Das in Berlin und Essen ansässige Recherchezentrum „Correctiv“ versucht nun, Licht ins dieses Dunkel zu bringen: 18 Monate lang hat es Daten zu allen 13 000 Pflegeheimen in Deutschland ausgewertet. Im „Wegweiser Pflege“ auf der Internetseite von „Correctiv“ sind seit Anfang Juni sämtliche Heime aufgelistet, auch die bremischen. Verständlich formuliert, wird der Schwerpunkt hier nicht auf die MDK-Gesamtnote gelegt, sondern auf die Einzelbenotungen relevanter Kriterien. Bezogen auf die (übrigens noch nicht aktualisierte) MDK-Bewertung der Kirchhuchtinger Seniorenresidenz, liest sich das so: „Das Heim (…) hat für seine pflegerische und medizinische Versorgung die Schulnote 3,3 erhalten. Das ist schlechter als der Durchschnitt aller Heime in Bremen. Wichtig: Fast alle Pflegeheime bekommen eine sehr gute Note.

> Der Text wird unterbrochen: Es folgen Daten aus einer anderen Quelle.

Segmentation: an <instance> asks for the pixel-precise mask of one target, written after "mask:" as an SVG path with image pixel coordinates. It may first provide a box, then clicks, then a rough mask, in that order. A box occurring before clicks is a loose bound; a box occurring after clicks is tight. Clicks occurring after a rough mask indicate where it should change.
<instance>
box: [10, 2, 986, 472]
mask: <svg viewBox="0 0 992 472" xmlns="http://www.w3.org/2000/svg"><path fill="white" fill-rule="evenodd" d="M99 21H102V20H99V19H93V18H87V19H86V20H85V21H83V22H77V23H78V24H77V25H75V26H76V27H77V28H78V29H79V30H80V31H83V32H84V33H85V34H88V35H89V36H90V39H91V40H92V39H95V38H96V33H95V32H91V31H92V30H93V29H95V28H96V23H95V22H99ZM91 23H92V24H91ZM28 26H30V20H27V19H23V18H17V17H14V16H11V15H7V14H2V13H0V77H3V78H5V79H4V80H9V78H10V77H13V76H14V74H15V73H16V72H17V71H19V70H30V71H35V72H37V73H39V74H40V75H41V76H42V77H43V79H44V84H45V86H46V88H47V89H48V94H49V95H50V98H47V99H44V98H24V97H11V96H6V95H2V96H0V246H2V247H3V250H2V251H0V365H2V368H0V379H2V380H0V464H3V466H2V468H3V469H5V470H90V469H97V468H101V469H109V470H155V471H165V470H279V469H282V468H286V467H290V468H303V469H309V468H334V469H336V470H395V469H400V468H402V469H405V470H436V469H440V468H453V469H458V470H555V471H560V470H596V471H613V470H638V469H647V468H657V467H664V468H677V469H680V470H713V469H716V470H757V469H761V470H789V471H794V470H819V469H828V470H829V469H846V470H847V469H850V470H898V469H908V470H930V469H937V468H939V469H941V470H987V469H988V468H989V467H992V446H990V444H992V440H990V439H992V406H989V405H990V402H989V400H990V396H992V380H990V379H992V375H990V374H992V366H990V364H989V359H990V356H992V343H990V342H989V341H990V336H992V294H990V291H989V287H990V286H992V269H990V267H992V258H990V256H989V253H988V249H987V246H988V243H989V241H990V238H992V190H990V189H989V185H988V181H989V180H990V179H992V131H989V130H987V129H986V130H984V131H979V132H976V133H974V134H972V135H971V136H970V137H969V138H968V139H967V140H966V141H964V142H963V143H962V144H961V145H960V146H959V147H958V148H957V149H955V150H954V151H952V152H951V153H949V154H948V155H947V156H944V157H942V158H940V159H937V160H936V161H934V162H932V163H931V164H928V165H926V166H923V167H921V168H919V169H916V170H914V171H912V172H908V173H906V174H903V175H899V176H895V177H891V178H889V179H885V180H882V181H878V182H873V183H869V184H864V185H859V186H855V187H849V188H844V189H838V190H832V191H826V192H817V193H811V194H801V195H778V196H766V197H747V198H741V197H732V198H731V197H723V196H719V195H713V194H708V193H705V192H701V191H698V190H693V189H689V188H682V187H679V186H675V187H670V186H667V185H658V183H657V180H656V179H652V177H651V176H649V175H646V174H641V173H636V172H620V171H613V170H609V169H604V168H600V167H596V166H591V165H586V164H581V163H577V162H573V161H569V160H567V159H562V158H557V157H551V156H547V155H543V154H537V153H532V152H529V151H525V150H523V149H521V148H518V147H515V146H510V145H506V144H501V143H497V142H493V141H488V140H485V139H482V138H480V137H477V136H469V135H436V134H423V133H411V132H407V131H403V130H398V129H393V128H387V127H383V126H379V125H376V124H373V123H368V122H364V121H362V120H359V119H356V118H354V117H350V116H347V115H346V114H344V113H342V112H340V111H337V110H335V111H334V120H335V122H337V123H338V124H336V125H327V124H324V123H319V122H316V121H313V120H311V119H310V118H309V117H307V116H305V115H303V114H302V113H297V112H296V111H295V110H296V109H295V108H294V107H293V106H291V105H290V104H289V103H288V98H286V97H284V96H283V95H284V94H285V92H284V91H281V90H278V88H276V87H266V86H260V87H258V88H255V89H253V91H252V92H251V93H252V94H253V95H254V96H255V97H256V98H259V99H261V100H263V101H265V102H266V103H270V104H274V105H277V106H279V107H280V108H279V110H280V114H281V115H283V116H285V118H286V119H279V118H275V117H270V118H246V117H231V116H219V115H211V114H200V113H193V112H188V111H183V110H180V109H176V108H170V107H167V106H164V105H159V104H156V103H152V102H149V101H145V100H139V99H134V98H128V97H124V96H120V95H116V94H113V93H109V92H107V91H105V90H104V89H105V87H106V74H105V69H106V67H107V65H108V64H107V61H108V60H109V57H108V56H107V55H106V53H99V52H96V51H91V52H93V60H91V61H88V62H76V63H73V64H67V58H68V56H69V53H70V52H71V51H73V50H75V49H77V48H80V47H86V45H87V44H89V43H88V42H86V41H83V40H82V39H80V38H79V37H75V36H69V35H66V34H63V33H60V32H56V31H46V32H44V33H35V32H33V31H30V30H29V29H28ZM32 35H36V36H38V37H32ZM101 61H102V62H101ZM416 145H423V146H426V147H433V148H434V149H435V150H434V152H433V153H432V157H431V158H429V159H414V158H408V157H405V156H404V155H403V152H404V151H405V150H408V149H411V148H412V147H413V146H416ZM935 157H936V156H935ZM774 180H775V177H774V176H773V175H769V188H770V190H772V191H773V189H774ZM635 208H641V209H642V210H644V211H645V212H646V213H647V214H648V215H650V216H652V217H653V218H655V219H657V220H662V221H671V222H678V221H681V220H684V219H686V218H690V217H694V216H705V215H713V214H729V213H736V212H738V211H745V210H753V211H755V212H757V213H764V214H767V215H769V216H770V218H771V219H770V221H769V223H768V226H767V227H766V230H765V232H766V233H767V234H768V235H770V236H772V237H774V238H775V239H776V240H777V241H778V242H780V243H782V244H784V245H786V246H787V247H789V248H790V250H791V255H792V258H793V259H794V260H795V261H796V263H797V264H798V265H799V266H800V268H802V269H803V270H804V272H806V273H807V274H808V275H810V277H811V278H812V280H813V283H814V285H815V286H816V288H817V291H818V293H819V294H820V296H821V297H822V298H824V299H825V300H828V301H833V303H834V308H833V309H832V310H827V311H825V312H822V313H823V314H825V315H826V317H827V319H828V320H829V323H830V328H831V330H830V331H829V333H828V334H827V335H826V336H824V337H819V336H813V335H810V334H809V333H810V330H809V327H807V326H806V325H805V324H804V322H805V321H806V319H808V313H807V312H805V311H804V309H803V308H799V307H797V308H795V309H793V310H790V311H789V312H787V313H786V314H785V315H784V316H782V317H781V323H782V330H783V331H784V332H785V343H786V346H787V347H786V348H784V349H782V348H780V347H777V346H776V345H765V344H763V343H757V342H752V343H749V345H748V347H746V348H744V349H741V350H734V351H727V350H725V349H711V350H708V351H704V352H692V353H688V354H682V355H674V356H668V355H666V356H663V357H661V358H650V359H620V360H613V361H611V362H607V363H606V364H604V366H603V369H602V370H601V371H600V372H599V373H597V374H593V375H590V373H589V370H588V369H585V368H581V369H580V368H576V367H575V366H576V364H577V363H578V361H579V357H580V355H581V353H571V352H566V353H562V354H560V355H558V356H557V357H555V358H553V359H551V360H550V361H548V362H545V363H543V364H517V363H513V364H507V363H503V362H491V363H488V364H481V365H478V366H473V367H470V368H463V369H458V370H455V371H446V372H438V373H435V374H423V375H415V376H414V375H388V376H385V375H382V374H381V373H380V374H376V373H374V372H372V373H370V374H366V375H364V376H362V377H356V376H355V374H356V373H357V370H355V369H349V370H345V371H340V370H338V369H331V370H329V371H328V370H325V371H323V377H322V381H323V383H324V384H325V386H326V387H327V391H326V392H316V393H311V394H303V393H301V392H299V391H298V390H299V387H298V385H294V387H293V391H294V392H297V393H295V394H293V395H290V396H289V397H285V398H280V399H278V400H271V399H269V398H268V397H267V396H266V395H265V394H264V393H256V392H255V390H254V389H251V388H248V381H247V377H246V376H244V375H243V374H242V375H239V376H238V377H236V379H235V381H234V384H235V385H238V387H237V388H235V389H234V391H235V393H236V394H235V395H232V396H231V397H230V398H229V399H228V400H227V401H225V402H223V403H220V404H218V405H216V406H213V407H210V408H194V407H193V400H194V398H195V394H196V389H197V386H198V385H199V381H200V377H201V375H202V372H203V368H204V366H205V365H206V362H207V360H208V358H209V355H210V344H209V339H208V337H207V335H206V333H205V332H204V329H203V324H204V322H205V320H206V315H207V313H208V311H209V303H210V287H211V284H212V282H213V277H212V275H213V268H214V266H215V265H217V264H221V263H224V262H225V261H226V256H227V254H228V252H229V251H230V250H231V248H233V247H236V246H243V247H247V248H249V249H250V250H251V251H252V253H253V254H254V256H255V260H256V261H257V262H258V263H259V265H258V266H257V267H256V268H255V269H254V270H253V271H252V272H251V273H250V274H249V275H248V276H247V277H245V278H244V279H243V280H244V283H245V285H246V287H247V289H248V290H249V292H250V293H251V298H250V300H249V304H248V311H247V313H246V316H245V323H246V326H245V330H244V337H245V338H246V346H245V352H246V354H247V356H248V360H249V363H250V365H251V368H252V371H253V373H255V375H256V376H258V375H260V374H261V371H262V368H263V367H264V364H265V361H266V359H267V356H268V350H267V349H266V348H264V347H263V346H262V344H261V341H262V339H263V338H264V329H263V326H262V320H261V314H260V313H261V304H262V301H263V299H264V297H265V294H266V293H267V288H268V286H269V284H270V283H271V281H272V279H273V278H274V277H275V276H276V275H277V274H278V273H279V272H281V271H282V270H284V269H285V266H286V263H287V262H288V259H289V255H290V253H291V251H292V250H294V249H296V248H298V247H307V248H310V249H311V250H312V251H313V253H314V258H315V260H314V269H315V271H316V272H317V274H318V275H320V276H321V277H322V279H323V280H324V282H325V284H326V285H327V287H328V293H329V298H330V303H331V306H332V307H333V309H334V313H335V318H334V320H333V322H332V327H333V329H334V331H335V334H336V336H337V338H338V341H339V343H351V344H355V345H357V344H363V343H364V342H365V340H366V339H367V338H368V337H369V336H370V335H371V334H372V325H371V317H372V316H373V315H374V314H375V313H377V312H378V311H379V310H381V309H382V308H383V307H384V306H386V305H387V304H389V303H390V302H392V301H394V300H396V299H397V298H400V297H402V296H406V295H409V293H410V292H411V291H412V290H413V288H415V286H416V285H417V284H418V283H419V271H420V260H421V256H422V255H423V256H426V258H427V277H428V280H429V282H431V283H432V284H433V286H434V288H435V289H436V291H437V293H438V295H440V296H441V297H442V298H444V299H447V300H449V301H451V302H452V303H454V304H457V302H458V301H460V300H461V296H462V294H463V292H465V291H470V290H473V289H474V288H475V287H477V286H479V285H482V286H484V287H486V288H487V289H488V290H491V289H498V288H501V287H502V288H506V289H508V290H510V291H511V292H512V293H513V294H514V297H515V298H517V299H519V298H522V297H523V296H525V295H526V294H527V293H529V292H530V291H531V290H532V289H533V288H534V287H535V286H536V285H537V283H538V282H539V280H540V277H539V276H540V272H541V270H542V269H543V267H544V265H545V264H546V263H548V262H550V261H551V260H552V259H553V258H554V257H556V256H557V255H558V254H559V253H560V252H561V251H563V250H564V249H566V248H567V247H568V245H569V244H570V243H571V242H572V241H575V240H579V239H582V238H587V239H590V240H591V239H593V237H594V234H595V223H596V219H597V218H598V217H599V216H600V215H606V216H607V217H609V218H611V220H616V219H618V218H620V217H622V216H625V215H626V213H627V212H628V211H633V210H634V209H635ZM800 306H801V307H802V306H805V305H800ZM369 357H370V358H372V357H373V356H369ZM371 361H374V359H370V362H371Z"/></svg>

Diese Note allein sollte also nicht Grundlage Eurer Entscheidung sein. Dieses Pflegeheim ist normal bepreist und Ihr müsst im Vergleich mit anderen Heimen in Bremen drei Prozent weniger bezahlen. (…) Seniorenresidenz Kirchhuchting ist ein sehr großes Pflegeheim mit 84 belegten Betten in der vollstationären Pflege. Das Heim wird von einem privaten Betreiber geführt. Es könnte sein, dass die Pfleger hier nicht nach Tarif bezahlt werden.“ Daneben werden Bewertungsdetails hervorgehoben, zum Beispiel: „Dieses Heim hat bei der Nahrungs- oder Flüssigkeitsversorgung nicht die volle Punktzahl erreicht. Dies kann ein Hinweis darauf sein, dass es hier in der Vergangenheit Mängel gegeben hat.“

„Gut ist hier auch“, sagt Leopold, „dass man alle Heime eines Trägers miteinander vergleichen kann.“ So kämen die Einrichtungen der Mediko-Gruppe, zu der bis Anfang 2016 das Heim in Kirchhuchting gehört hat, bundesweit schlecht weg – ein wichtiger Anhaltspunkt für Heimsuchende.

Auch die „Correctiv“-Ergebnisse für die 17 Heime der Curata-Gruppe sind aufschlussreich: Die nämlich ist neue Betreiberin der Seniorenresidenz und präsentiert die durchschnittlich sehr guten MDK-Noten ihrer Einrichtungen als Laufband auf ihrer Internetseite. Wie die sich zusammensetzen, ist nicht zu ersehen – lediglich, von wann sie sind. Ebenfalls werbewirksam animiert, springt dem Besucher der Homepage direkt ins Auge: „Curata: 1. Platz in 2012 bei den MDK-Bewertungen der 50 größten Pflegeheimbetreiber Deutschlands.“ Die Auswertungen im „Wegweiser Pflege“ klingen anders – was im Übrigen für die Mehrheit aller Pflegeheime in Deutschland gilt: Für 60 Prozent von ihnen gibt es in den entscheidenden Kategorien der MDK-Prüfungen Hinweise auf Mängel.